Who can resist the allure of death? None of us, it turns out! When the choice came between life and perfect relationship with God or death and the possibility of being God-like, we put our money on death.
Paul writes to the churches of Galatia that he had passionately, faithfully and obediently planted with astonishment. They were running strong, but some had cut in on that journey.
The un-truth they’d thrown into the brilliant truth of Jesus’ saving work was that they had to add to it through their performance. It wasn’t Jesus + nothing = everything, but Jesus + circumcision = maybe something more. I’d say they had less skin in the game with the second equation, but however you look at it, they were resorting to the works of the flesh to underpin their salvation.
We look on sagely and echo Paul’s sentiments, “you foolish Galatians”, yet we’re equally adept at contriving our nuanced versions of circumcision.
Consciously or subconsciously, we can concoct our own little personal works projects—ticking the boxes of the works we believe will make us more attractive to God while doing our best to resist the things we think might disqualify us from receiving his love.
Many of these things are good, and the stuff on the evil side of the coin will steal life from us, but they don’t fortress our salvation—that’s God’s job, and He has acted in Jesus.
Someone has to pay for your sin debt, and you can’t.
Someone has to pay for your sin debt, and Jesus has.
Anything we set up as an addition to the resurrected Jesus’ finished work on the cross is an idol – an obstacle Jesus has already conquered.
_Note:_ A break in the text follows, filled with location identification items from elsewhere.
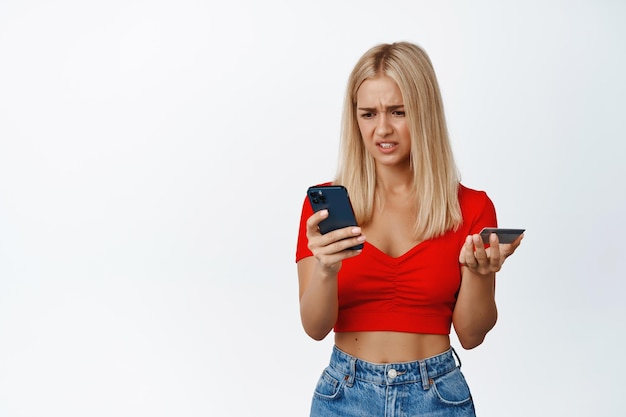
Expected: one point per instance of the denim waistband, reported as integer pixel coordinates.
(394, 373)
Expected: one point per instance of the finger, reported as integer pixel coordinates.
(480, 253)
(315, 219)
(494, 251)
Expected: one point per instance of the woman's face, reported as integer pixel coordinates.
(381, 119)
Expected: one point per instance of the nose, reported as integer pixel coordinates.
(383, 128)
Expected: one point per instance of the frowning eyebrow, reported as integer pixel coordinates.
(388, 108)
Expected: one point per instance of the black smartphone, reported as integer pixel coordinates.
(336, 200)
(504, 235)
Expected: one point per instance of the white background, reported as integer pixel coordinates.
(154, 157)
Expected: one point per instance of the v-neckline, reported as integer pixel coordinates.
(400, 257)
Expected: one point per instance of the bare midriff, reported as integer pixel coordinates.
(389, 347)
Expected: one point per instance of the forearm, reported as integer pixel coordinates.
(318, 303)
(475, 312)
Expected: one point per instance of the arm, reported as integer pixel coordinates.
(475, 312)
(317, 275)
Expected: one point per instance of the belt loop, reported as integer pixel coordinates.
(424, 376)
(350, 379)
(456, 356)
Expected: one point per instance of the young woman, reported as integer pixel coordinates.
(423, 267)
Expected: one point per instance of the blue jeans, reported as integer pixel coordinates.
(431, 387)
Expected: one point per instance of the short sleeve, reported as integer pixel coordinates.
(302, 250)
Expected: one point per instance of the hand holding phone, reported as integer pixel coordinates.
(504, 235)
(335, 199)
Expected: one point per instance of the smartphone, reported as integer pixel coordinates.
(504, 235)
(336, 200)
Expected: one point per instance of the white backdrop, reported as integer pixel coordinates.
(154, 156)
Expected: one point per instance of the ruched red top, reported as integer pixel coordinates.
(415, 292)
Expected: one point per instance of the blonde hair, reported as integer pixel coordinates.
(435, 175)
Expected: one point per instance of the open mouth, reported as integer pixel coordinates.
(386, 145)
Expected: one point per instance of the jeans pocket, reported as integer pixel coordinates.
(451, 388)
(329, 384)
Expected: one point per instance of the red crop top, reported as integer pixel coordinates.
(415, 292)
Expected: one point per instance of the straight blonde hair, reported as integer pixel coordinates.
(435, 175)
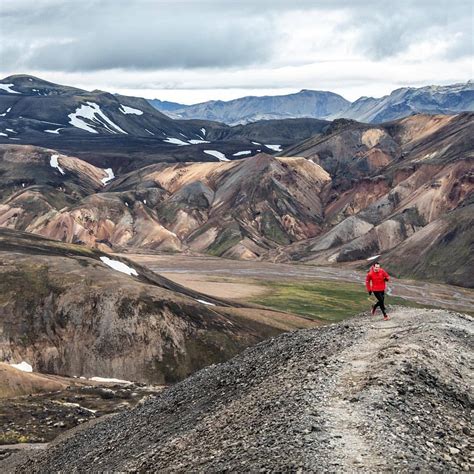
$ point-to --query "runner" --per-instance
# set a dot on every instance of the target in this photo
(375, 283)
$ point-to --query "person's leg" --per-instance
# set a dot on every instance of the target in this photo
(380, 300)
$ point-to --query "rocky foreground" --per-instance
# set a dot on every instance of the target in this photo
(365, 394)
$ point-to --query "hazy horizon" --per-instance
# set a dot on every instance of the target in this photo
(194, 51)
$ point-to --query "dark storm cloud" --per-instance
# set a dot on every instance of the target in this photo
(388, 28)
(93, 35)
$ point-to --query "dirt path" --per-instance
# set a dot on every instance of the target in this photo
(356, 443)
(208, 284)
(351, 446)
(363, 395)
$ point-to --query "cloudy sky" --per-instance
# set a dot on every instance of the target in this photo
(194, 50)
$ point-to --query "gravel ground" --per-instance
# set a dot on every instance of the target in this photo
(364, 394)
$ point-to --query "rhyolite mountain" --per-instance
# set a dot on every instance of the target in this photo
(352, 192)
(450, 99)
(125, 133)
(402, 190)
(341, 191)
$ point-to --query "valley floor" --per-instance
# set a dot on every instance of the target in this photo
(251, 281)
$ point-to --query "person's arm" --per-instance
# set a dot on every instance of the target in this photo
(368, 279)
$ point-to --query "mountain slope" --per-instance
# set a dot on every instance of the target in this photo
(57, 298)
(450, 99)
(125, 133)
(237, 208)
(388, 182)
(406, 101)
(306, 103)
(359, 395)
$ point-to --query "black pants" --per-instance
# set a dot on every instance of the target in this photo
(380, 295)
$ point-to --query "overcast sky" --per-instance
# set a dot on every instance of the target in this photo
(195, 50)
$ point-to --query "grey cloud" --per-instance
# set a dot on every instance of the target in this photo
(94, 35)
(141, 35)
(392, 27)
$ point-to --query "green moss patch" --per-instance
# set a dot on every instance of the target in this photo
(321, 300)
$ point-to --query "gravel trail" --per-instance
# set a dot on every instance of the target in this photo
(364, 394)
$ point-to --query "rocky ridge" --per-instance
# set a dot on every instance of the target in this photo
(365, 394)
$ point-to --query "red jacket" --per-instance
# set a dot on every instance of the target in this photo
(377, 279)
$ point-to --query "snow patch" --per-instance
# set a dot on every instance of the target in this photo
(119, 266)
(274, 147)
(175, 141)
(205, 302)
(54, 131)
(373, 258)
(54, 163)
(93, 112)
(6, 88)
(110, 176)
(23, 366)
(125, 109)
(220, 156)
(103, 379)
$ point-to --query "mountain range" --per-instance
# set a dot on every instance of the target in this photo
(124, 133)
(325, 105)
(307, 190)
He has dealt with all our versions of circumcision on the cross.
The crisis of faith that some of us have when we finally realise that we’re incapable of holding up our perceived ‘end of the bargain’ is actually a gift of reality. We never could. We were deluded all along. Grace is more potent than we ever imagined. ‘Any other gospel is no gospel at all’, Paul writes.
When you were dead in your sins and in the uncircumcision of your flesh, God made you alive with Christ. He forgave us all our sins, having cancelled the charge of our legal indebtedness, which stood against us and condemned us; he has taken it away, nailing it to the cross. And having disarmed the powers and authorities, he made a public spectacle of them, triumphing over them by the cross. (Colossians 2:13-15)
A friend recently sent me a Croatian saying:
“Spali sve mostove koji te vode natrag onome čega te Gospodin oslobodio”
For those not fluent in Croatian, it translates:
“Burn every bridge that leads you back to what the Lord has delivered you from”.
Sometimes it’s not about burning the healthy bridges of practice and healing and growth that we’ve cultivated but obliterating the false belief that they ever played any role in establishing or maintaining our relationship with God. It never did. Only grace does that.
I’ll never be more loved than I am right now
Wasn’t holding You up
So there’s nothing I can do to let You down
It doesn’t take a trophy to make You proud
I’ll never be more loved than I am right now
You are Jireh; You are enough
There’s always life in the Tree of Life.